Invraisemblablement, je passe dans la même rue dans un bus 96. Cette ligne commence à Montparnasse, traverse le Quartier Latin, l’île de la Cité, longe puis plonge dans le Marais, émerge sur le tronçon le plus modeste des Grands Boulevards, le franchit puis monte, monte pour finir dans Belleville et Ménilmontant. Repart dans l’autre sens. Un circuit touristique à chaque trajet, mais du tourisme fait de l’intérieur, non pas de dehors comme dans les cars chargés d’étrangers, condamnés à tourner sans destination.
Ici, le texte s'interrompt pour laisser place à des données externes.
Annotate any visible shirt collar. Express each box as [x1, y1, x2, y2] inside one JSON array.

De mon siège je regarde par la vitre. Et me vois sur le trottoir, appuyé contre le mur d’un immeuble, un papier à la main, le regard intraduisible. L’attente faite homme.
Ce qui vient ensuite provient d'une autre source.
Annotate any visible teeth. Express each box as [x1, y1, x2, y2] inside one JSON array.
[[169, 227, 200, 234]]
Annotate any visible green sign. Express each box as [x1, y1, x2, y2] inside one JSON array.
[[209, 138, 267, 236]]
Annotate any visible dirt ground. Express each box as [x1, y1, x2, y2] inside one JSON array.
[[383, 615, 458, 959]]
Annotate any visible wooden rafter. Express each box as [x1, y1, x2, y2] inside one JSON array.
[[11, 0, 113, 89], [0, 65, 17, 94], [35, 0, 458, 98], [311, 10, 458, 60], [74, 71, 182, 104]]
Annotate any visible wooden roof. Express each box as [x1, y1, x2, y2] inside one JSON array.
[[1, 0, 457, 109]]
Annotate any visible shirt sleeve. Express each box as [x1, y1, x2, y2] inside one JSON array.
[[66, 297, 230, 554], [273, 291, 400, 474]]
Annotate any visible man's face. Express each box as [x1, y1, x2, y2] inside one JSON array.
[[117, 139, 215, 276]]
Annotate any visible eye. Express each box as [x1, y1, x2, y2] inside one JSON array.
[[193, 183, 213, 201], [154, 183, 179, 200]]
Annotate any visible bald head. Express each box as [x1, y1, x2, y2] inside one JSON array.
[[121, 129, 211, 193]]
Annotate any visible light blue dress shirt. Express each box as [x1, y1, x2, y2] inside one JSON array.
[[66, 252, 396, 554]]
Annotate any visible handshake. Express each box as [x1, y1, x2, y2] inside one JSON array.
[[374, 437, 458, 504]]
Marche arrière dans le temps.

Je fréquentais un Chilien qui avait fui son pays en 1973 après le coup d’état de Pinochet contre le régime socialiste d’Allende. Le Parti Communiste français l’avait accueilli et lui avait trouvé un logement et un travail dans une de ses entreprises. Il était membre d’une équipe d’artistes-peintres chiliens qui exécutaient des fresques activistes, devenues un médium de choix sous Allende. Quand il participait à des expositions de groupe de la communauté chilienne en exil, l’équipe peignait en direct, perchée sur un échafaudage devant un grand pan de mur. La lutte, qui avait été écrasée au pays, continuait.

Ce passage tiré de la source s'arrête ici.